学校真的要开除刘依晴了,知晓这样的一个事实之后,简小牧在内心里不住地为之惋惜。
要说起来,刘依晴真是班里最内向的一个女孩子了。在简小牧的记忆里,现在大二都快结束了,好像至今为止自己还没能和她说上过一句话。倒是姜凯烨一再强地调:“我反正是和她说过话的。”姜凯烨一再坚持的和她说过话,就是那一次在寝室他自己讲述经过的时候,把朱子扬忍不住笑喷出了口水的一次交谈。
那时姜凯烨一脸认真地说:“她不是在擦黑板吗,我走进教室的时候看到了,我问她,你值日啊?她回答了一句,“是啊!”
现在,确凿无疑的是,刘依晴真的要被学校开除了。这样内向的一个女孩子,又是怎么会做的出被学校开除这样巨大的事来的?这个在简小牧看来无疑是个巨大的谜团了。
谜底的解开还是吴浩从她女友洪若蝶那里听来,然在在男生寝室转述给了大家听,末了还不忘重复一句话,这都是跳舞惹的祸。
跳舞惹的祸,简小牧好像还是无法明白过来。说起跳舞,简小牧又感到尴尬和好笑了。
那个时候,学校周围仿佛于一夜之间如雨后春笋般冒出了许多的舞厅,到后来连学校里面都出现了两个舞厅。每当夜幕降临,在昏暗的灯光下,许多的男的搂着女的腰肢,陶醉在音乐的世界和内心的意乱情迷里。
那样的场合,简小牧最早的时候只是跟着夏子旋去过两次。先天舞盲的简小牧跟着夏子旋从最简单的两步学起,但就是这样简单的舞步,简小牧还是显得手足无措,不是踩了脚了,就是撞了人了。简小牧在私下里形象地把自己比成是一架推土机,只不过推的是人,流的是自己的汗。
在寝室里简小牧说起自己学跳舞的尴尬,朱子扬总要笑简小牧,看你平时是那么聪明的一个人,怎么这个就学不会了。你看陶大福都一大把年纪了,随便搂着一个女子的腰身走起来都如骄傲的大公鸡一般神气十足的。
简小牧笑着说自己是先天不足。当然还有一个不可和别人说的原因是自己还不习惯和一个女孩子那样近距离的接触,并且在心里觉得一个男的和一个女的那样的接近,并不是谁和谁都可以那样去做的。后来尽管和莫夏雨好了,简小牧也是宁可出去爬山看电影,也绝不肯再往舞厅里去了。

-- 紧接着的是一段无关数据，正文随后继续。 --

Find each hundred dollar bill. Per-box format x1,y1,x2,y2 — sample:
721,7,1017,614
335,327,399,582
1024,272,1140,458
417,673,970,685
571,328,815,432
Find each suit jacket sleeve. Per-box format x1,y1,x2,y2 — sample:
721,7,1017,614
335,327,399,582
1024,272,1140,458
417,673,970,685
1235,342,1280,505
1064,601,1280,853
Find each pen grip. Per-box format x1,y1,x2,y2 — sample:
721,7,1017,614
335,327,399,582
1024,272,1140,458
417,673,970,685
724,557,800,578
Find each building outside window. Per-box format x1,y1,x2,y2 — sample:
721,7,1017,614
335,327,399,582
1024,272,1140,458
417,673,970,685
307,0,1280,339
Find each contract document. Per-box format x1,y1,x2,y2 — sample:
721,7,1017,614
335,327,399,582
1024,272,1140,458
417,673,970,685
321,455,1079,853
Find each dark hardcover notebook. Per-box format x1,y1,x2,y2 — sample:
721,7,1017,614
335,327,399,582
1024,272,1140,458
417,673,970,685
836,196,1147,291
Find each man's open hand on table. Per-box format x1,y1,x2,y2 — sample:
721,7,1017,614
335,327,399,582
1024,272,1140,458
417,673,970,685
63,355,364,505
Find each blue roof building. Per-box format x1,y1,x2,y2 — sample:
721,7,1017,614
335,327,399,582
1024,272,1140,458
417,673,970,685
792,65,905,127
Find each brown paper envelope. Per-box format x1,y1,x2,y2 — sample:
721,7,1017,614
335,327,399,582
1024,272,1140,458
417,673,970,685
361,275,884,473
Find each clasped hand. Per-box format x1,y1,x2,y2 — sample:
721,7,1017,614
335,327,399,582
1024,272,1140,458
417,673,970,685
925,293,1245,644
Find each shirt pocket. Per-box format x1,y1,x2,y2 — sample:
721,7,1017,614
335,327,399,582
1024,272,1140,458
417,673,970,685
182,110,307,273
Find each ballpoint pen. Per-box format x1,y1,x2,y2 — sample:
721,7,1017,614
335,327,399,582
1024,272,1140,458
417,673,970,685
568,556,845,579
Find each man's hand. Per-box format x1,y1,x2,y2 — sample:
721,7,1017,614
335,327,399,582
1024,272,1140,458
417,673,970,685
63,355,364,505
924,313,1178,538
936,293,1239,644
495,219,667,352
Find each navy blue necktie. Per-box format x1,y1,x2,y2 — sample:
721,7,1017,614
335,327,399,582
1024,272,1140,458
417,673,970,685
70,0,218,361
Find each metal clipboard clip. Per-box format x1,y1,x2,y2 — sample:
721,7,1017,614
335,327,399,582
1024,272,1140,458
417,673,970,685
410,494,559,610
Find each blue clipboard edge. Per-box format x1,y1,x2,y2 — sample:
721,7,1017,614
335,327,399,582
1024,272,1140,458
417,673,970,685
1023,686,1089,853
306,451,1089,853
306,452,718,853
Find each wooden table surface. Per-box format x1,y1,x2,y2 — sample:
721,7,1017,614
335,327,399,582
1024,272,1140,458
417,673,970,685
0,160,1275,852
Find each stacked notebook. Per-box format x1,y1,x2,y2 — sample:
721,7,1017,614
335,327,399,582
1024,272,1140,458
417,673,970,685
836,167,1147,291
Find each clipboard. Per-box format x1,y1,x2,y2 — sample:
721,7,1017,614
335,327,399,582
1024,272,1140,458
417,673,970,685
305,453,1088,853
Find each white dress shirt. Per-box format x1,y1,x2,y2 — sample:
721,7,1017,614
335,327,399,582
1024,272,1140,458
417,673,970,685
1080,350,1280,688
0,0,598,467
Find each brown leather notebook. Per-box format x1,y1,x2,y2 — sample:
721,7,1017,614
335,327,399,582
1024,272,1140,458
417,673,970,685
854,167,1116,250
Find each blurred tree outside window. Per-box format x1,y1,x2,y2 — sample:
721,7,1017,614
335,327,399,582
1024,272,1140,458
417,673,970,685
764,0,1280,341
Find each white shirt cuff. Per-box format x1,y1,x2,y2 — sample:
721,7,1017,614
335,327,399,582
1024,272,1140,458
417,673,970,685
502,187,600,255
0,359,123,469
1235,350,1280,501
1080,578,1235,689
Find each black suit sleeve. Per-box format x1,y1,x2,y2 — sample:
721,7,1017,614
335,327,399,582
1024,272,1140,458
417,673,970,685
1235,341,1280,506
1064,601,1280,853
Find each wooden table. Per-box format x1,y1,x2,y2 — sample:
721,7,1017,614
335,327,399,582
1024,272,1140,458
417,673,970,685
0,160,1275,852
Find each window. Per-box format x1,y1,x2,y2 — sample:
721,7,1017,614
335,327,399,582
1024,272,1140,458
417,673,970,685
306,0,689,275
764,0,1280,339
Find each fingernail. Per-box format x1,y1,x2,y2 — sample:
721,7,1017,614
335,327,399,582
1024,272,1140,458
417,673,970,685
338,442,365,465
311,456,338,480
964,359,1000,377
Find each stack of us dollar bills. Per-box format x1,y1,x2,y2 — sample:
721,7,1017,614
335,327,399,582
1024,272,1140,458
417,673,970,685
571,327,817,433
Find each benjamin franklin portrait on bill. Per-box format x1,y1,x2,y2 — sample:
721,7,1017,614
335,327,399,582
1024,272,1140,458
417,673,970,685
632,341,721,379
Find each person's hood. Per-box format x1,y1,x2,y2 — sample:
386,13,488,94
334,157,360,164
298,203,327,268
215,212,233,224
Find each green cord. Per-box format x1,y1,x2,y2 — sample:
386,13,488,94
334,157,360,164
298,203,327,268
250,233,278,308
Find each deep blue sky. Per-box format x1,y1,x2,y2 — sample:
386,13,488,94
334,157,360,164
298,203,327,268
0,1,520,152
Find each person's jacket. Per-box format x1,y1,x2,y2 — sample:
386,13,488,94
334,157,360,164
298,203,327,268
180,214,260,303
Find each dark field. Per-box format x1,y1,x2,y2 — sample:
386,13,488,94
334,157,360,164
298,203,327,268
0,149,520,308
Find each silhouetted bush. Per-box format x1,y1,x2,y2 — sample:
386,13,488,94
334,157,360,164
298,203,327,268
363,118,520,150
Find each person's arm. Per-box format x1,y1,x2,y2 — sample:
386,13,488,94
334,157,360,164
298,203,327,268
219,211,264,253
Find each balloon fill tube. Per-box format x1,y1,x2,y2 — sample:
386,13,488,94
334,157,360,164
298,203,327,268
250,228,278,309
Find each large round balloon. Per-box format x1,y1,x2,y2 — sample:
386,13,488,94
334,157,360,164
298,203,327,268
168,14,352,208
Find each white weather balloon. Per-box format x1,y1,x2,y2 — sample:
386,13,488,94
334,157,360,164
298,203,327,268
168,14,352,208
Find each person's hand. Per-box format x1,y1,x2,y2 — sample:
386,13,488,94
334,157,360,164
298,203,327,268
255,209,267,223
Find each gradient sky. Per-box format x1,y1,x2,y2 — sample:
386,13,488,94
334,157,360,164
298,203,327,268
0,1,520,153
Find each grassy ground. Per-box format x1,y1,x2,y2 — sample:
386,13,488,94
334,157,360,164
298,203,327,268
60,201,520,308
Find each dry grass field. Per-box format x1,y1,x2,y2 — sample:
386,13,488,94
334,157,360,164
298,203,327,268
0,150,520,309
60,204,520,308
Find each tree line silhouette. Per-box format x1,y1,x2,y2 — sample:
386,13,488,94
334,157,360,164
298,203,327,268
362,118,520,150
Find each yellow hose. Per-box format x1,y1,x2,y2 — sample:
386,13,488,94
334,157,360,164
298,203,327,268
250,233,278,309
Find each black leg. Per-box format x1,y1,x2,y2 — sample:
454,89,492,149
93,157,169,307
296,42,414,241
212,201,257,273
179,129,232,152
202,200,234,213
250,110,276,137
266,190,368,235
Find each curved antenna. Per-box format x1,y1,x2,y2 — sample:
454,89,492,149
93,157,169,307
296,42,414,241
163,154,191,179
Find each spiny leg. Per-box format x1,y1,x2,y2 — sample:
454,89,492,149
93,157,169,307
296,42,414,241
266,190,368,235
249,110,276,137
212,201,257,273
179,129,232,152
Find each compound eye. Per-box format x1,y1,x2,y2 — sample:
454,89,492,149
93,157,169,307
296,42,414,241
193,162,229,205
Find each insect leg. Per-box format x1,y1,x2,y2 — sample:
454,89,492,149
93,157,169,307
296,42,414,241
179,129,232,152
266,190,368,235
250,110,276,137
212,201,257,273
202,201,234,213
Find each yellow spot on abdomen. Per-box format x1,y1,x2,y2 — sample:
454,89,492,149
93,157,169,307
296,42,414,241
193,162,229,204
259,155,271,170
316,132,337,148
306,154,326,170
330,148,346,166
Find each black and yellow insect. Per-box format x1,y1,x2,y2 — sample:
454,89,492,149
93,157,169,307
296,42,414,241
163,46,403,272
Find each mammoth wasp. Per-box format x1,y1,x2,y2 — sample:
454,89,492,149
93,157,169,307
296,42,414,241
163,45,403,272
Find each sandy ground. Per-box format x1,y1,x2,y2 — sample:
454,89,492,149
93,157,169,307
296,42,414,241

但内向的刘依晴偏偏很爱去舞厅。那个时候,舞厅为了吸引人气,女孩子是不用买票就可以入场的。这给刘依晴得着了方便,更重要的还在于她喜欢那里面的幽暗。那里幽暗得只能看见人身体的轮廓,你是绝对看不清一个人的面部,特别是不用害怕眼睛泄露了一个人的内心。只要置身其间,就能让平时不善于和别人交流的刘依晴感到没有了日常和人交往的局促之感。
那段时间,一个穿着得体年龄大约在三十岁左右的男子每天都会准时出现在舞厅里,并绅士地向刘依晴做着邀请。在每一支音乐响起时,他一只手轻搂着刘依晴纤细的腰身,一只手捏着刘依晴的小手,不说过多的话,从不做出格的举动,只是含情地注视着刘依晴的眼睛。刘依晴觉得这就很好,这让自己感到很安全,并且很幸福。
忽然有一个晚上,那个男的附在刘依晴的耳边,轻声地说了那么一句:“我们去外面走走吧!”
刘依晴什么都没想,就和那个男的去了外面,然后开了房。当包裹着自己处女之身的最后一层衣物被褪去,听任激情汹涌再慢慢地归于平静,那个男的伏在她的身边喘着粗气和她说:自己其实是有妇之夫,并且已经是一个孩子的父亲,希望能得到她的谅解。
刘依晴说:“我并不后悔把自己的第一次给了你,和你在一起的感觉很美好,是你使我这么多年来第一次知道了什么才是真正的温暖和幸福。”
可惜这样温暖和幸福的日子并没有持续多久。终于在某一个晚上,这个男人的妻子带着家人把刘依晴堵在了舞厅的门口。然后刘依晴在大庭广众之下被扇耳光,扯头发,在地上被拖着走。
对于学校来说,这样的事件的发生,影响必然是极其恶劣的。学校禁不住男方家人和社会舆论的压力,只好做出了开除刘依晴的决定。
刘依晴收拾好行李离开学校的那个清晨,班里的同学都自发的去送行。在那个清冷的早晨,简小牧站在送别的人群里,看见了刘依晴从车窗里向同学们挥手作别的情景,隐约看到刘依晴的眼眶里有两颗泪珠滚动,之后顺着脸颊流下,然后转过身,用袖口轻轻地拂去。
这样伤感的离别场景,很长时间都在简小牧的心中挥之不去。那个晚上,月亮躲在厚重的云层里,隐约是每个人的心情。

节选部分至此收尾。